The first two paragraphs described the task I wish Codex to work on, and the later paragraphs instructed Codex to use Linear, and to create both implementation issues and their review gates.

Symphony runs correctly, but I found that it is using a lot of tokens for simple features, and does not allow me to see what is going on in each of the active sessions it launched. For one issue, it couldn’t finish running the agent after over an hour — something must be broken inside the agent.

So instead of depending on Symphony to pull the issues, I entered the following prompt:

Now that you have the Linear issues, pull each of these issues, respect dependency requirements, and then spawn subagents (in parallel, if needed) to resolve these issues. Once each agent is finished, commit with a detailed commit message following the PR instructions when pushing (but don’t need to PR, just commit). Respect instructions in WORKFLOW.md when pulling Linear issues. When all the issues have been completed, PR the entire feature with a detailed description.

This did the trick: it worked in a faster and perhaps more token-efficient way as using Symphony; but even more importantly, there is more transparency: I can read what the agents did in their sessions.
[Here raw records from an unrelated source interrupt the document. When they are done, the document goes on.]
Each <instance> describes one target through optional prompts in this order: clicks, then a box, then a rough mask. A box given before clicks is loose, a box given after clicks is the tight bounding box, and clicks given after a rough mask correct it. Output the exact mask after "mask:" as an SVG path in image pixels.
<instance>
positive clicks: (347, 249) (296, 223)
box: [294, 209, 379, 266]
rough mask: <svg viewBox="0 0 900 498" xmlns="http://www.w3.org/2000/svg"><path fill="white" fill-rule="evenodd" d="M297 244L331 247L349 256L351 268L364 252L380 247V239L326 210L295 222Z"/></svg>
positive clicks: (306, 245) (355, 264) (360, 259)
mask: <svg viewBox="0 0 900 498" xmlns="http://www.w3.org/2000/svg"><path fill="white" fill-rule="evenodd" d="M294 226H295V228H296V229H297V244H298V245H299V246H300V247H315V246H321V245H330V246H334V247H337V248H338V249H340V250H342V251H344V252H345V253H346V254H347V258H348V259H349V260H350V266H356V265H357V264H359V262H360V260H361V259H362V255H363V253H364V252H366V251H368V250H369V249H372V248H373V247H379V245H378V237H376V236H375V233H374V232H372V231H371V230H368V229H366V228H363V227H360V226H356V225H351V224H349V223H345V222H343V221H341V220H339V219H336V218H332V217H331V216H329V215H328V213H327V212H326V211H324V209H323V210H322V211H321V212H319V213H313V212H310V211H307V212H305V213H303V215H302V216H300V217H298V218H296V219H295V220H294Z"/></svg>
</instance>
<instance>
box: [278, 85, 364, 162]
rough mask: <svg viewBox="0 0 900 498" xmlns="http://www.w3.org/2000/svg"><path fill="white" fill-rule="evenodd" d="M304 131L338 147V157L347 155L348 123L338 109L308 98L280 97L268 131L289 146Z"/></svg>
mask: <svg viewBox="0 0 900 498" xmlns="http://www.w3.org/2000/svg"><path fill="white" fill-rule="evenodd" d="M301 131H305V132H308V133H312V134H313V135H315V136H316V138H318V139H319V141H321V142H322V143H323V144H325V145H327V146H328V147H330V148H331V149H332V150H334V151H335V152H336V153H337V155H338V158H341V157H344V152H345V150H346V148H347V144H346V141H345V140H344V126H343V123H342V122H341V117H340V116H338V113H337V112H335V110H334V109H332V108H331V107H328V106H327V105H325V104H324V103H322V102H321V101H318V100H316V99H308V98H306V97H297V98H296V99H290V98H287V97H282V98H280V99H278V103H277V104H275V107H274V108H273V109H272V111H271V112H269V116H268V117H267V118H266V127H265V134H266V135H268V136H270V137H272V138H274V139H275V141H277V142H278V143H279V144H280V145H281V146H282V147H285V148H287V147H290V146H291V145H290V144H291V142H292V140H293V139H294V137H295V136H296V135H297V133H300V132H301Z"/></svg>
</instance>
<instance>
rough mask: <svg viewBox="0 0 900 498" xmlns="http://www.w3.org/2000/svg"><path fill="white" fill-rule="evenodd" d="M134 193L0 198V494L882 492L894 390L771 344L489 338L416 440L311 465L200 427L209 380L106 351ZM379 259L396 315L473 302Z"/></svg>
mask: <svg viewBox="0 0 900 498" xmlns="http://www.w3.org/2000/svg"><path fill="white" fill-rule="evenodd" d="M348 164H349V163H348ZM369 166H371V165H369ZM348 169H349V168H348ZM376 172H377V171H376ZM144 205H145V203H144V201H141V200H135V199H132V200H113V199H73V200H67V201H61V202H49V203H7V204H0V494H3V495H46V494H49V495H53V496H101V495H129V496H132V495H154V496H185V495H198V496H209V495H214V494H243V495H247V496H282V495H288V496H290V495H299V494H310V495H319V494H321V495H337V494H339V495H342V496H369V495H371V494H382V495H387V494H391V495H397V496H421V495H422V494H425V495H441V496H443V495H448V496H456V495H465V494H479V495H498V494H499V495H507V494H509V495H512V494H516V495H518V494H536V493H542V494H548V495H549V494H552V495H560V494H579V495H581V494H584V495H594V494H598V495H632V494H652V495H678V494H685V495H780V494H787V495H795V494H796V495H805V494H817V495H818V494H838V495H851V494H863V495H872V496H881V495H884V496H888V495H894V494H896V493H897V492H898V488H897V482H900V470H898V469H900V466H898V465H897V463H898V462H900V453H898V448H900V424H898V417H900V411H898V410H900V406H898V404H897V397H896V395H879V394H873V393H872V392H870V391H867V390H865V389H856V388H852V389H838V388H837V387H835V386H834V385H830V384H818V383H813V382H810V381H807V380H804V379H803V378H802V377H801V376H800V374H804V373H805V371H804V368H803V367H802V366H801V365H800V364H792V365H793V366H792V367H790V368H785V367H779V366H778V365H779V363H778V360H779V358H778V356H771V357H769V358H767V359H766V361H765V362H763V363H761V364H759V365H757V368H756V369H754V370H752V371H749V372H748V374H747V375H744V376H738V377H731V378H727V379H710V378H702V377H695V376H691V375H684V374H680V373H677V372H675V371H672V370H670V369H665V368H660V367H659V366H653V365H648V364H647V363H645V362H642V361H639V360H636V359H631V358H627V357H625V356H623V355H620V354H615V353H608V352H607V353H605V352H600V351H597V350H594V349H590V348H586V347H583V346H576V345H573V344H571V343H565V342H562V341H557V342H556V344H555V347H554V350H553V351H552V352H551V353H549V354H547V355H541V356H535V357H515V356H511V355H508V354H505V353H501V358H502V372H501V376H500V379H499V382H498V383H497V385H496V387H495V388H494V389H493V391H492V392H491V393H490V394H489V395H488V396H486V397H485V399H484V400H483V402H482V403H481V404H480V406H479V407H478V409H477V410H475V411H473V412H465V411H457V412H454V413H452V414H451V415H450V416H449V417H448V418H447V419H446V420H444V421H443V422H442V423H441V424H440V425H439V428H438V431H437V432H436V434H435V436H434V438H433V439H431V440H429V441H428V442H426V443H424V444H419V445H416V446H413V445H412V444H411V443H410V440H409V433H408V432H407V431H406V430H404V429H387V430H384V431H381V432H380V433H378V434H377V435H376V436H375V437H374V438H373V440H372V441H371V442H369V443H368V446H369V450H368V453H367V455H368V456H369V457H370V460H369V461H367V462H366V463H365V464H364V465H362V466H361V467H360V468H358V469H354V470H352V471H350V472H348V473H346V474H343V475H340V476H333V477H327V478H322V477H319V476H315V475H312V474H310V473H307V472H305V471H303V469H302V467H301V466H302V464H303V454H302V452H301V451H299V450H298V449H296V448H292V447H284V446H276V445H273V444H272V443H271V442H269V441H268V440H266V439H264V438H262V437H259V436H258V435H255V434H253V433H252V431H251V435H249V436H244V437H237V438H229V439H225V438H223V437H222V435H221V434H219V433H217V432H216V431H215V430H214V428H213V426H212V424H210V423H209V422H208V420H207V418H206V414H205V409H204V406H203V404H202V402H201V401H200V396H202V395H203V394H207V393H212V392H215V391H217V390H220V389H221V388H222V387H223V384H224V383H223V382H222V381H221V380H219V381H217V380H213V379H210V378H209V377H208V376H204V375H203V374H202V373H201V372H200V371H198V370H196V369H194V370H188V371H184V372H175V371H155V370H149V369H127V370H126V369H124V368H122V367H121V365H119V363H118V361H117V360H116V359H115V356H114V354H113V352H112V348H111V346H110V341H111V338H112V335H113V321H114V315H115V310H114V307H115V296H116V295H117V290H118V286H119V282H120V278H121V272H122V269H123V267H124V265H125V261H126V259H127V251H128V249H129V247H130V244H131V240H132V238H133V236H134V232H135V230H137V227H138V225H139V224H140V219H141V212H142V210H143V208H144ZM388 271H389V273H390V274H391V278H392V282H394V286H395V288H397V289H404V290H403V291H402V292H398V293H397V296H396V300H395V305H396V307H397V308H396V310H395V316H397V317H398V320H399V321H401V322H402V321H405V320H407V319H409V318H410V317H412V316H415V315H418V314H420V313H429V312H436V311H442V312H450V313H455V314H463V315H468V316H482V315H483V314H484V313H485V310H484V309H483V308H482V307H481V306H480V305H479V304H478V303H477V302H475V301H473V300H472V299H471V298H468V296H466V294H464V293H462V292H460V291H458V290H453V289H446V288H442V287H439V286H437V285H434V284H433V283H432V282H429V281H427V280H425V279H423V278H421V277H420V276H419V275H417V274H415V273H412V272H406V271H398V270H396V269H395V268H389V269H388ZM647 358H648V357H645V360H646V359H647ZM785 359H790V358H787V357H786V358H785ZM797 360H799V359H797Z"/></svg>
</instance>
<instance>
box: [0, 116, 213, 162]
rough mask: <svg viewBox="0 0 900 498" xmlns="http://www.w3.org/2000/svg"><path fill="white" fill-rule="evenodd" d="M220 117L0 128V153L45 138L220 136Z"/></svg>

There is one major advantage of using this workflow and Linear: after each issue is completed, Codex would add results of running the agents as a comment in the issue itself, providing me with a central repository to log the history of all the work completed by the agents in the project. I think this is more important than the speed of running multiple agents, since I can read these comments and get a sense of what’s going on, reducing the cognitive debt when managing the project.